Co-author Dr Elsa Panciroli (Oxford University Museum of Natural History and National Museums Scotland) who discovered the fossil, said: "It was one of the first fossils I found when I began working on Skye. The little black skull was poking out from the pale limestone, but it was so small I was lucky to spot it. Looking closer I saw the tiny teeth, and realised I’d found something important, but we had no idea until later that almost the whole skeleton was in there."

Squamates are the living group that includes lizards and snakes, comprising more than 10,000 species today, making them one of the most species-rich living vertebrate animal groups.

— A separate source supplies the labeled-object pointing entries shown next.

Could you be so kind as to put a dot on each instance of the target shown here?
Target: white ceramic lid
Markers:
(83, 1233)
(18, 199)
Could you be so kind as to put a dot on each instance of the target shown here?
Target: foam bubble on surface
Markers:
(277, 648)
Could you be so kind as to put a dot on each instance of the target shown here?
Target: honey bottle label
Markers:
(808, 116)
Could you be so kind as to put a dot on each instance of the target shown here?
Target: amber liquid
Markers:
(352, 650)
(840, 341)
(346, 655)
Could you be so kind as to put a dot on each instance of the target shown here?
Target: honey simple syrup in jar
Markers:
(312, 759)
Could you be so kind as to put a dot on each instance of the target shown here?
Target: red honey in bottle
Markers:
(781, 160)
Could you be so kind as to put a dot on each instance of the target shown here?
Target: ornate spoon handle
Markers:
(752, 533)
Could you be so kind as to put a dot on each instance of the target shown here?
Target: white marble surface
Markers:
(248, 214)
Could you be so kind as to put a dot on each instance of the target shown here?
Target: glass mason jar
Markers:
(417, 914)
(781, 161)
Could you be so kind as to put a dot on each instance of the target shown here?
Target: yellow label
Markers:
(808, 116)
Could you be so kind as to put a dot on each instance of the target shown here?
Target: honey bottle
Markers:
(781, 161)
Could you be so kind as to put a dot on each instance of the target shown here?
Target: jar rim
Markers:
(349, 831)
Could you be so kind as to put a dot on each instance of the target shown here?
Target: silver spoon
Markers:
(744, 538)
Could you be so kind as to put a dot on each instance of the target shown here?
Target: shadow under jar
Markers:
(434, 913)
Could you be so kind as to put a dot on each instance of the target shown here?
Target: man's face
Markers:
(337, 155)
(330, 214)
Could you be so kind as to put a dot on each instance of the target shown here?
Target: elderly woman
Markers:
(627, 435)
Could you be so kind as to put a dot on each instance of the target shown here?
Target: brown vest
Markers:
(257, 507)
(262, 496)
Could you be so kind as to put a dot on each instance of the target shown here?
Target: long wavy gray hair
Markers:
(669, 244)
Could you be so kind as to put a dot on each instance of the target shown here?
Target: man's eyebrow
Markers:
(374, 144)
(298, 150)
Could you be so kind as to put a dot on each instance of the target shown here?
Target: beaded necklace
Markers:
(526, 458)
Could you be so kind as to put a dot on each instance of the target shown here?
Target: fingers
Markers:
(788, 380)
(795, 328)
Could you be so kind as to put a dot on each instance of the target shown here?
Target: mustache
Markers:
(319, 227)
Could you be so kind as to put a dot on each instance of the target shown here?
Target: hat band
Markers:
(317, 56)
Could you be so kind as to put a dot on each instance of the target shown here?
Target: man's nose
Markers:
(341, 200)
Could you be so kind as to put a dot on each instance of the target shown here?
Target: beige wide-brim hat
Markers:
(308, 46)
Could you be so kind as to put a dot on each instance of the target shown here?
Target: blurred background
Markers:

They include animals as diverse as snakes, chameleons, and geckos, found around the world. The group is characterised by numerous specialised features of the skull and rest of the skeleton.

Although the earliest origins of squamates are known to lie 240 million years ago in the Triassic, a lack of fossils from the Triassic and Jurassic has made their early evolution and anatomy difficult to trace.

Analysing the new fossil alongside living and extinct fossil squamates confirms Bellairsia belongs to the ’stem’ of the squamate family tree. This means that it split from other lizards just before the origin of modern groups. The research also supports the finding that geckos are a very early branching lineage, and that the enigmatic fossil Oculudentavis, previously suggested to be a dinosaur, is also a stem squamate.

To study the specimen, the team used X-ray computed tomography (CT) which, like medical CT, allows for non-invasive 3D imaging. This allowed the researchers to image the entire fossil, even though most of the specimen is still hidden by surrounding rock. Whereas medical scanners work at the millimetre scale, the Oxford University CT scanner revealed details down to a few tens of micrometres.

Parts of the skeleton were then imaged in even greater detail, including the skull, hindlimbs and pelvis, at the European Synchrotron (ESRF, Grenoble, France). The intensity of the synchrotron beam permits a resolution of 4 micrometres, revealing details of the smallest bones in the skeleton.

Co-author Professor Roger Benson (Department of Earth Sciences, University of Oxford) said: "Fossils like this Bellairsia specimen have huge value in filling gaps in our understanding of evolution and the history of life on Earth. It used to be almost impossible to study such tiny fossils like this, but this study shows the power of new techniques including CT scanning to image these non-destructively and in great detail."

Co-author Professor Susan Evans (UCL Cell & Developmental Biology), who first described and named Bellairsia from a few jaw and skull bones from Oxfordshire 25 years ago, added: "It is wonderful to have a complete specimen of this tantalising little lizard, and to see where it fits in the evolutionary tree. Through fossils like Bellairsia we are gaining a better understanding of early lizard anatomy. Angus Bellairs, the lizard embryologist after which Bellairsia was originally named, would have been delighted."

The study involved researchers from UCL, University of Warsaw, the University of Oxford, Oxford University Museum of Natural History, the European Synchrotron Radiation Facility, the Natural History Museum in London and National Museums of Scotland. Funding was provided by the Ministry of Science and Higher Education, Poland. The John Muir Trust provided access to the Elgol Coast Site of Special Scientific Interest, and NatureScot granted permits for fossil collection.